Many of us are starting to reject the way we’ve been told we came to exist: as worthless sinners requiring cosmic forgiveness for merely being curious, just like God. Rather, postmodern Christians (and other postmodernists) are wrestling with the idea that we are the very being of God in the flesh, exploring the wonder of God’s endless creativity in this, and every reality.
Are we created as worthless sinners, or from love, in love, to explore the universes? It’s a difference in point of view as stark as that of our earliest creation myths. In the earliest versions, we are created as slaves to the ancient gods. The Jewish adaptation envisions us instead as co-creators in a committed relationship (covenant) with the God of all reality. We are every person, creature, and plant. We are the world, quite literally.
So, you have heard it said Adam and Eve made a huge mistake, and consequently, all humans are paying the price for that one mistake.
Did Adam and Eve make a mistake, or did they make the most of a God-given opportunity?

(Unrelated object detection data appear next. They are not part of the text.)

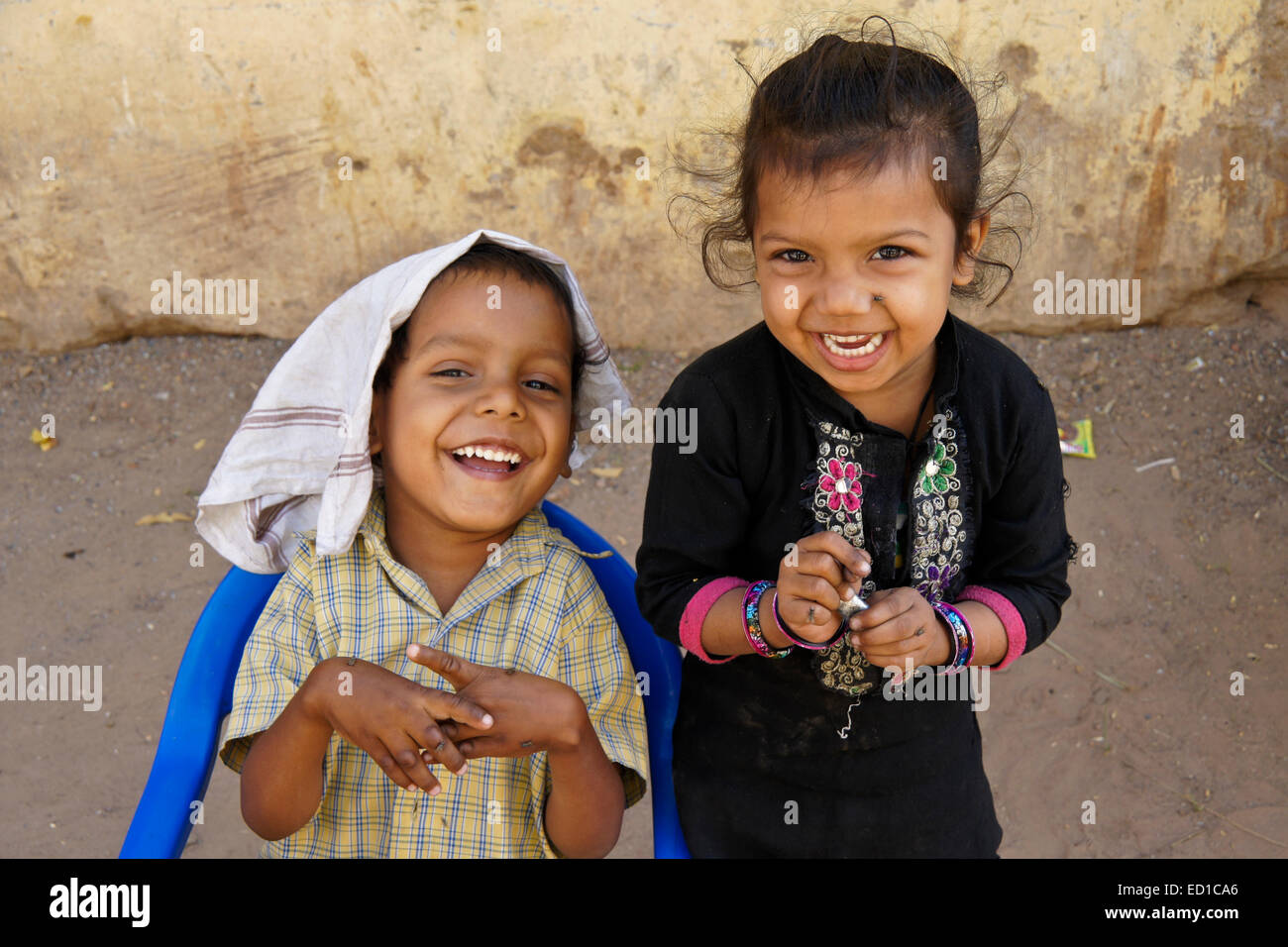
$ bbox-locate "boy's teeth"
[452,445,523,464]
[823,333,885,359]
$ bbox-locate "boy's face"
[371,271,574,533]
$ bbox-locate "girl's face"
[752,162,988,411]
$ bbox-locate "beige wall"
[0,0,1288,352]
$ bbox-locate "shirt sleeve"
[966,377,1070,664]
[635,372,752,647]
[219,543,322,773]
[538,557,648,857]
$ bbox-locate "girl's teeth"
[823,333,885,359]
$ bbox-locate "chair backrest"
[121,502,690,858]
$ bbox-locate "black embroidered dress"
[636,313,1069,857]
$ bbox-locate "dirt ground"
[0,307,1288,858]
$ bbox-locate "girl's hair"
[669,17,1027,304]
[371,241,587,404]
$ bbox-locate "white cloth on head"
[196,230,630,573]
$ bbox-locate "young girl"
[636,24,1069,857]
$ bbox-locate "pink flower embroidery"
[818,458,863,513]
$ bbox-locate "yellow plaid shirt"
[220,487,648,858]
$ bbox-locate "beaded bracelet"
[774,588,846,651]
[931,601,975,674]
[742,579,793,657]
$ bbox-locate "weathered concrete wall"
[0,0,1288,352]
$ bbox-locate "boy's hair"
[371,243,587,404]
[669,17,1027,304]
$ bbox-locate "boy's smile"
[371,271,574,556]
[752,162,987,414]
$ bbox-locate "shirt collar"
[761,312,961,440]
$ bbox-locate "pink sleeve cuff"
[957,585,1029,672]
[680,576,751,665]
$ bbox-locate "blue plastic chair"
[121,502,690,858]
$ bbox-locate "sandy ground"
[0,307,1288,858]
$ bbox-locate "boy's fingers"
[460,737,542,760]
[364,737,429,789]
[408,720,465,773]
[385,733,443,796]
[421,686,493,730]
[407,644,480,690]
[438,720,488,745]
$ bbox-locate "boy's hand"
[304,657,493,795]
[407,644,593,759]
[760,530,872,644]
[849,587,953,685]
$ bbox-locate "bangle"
[742,579,793,657]
[774,588,847,651]
[932,601,975,674]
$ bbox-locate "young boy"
[220,243,648,857]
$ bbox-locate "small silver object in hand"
[836,592,872,621]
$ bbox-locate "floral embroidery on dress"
[909,408,971,604]
[818,458,863,513]
[919,441,957,493]
[802,421,876,698]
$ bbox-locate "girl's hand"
[850,587,953,685]
[304,657,490,795]
[407,644,593,759]
[760,530,872,644]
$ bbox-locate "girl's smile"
[752,159,987,424]
[810,330,894,371]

Staying in the Garden of Eden forever does not fulfill humanity’s purpose, which is to explore physical reality for God, who pushes us to explore new ideas and consider concepts that make us uncomfortable. Incarnating as human beings (again, Jesus) allows God to become fully human—to live a life full of wonder and surprise, joy and heartbreak, of curiosity quenching, of considering what it means to be good or evil, all while understanding that neither exist. I mean, if you can become human once, why not do it all the time? The implication of Jesus is not that he was God’s only son, but that we are all God’s children. And this time, I am not speaking metaphorically,
Eating from the Tree of Knowledge of Good and Evil wasn’t a mistake. It was and continues to be an opportunity for God to experience humanity in all its glorious fragility.
How can that possibly be a sin?
Meditation: Help us recognize and cherish the worth of all human beings as physical emanations of You, our loving God.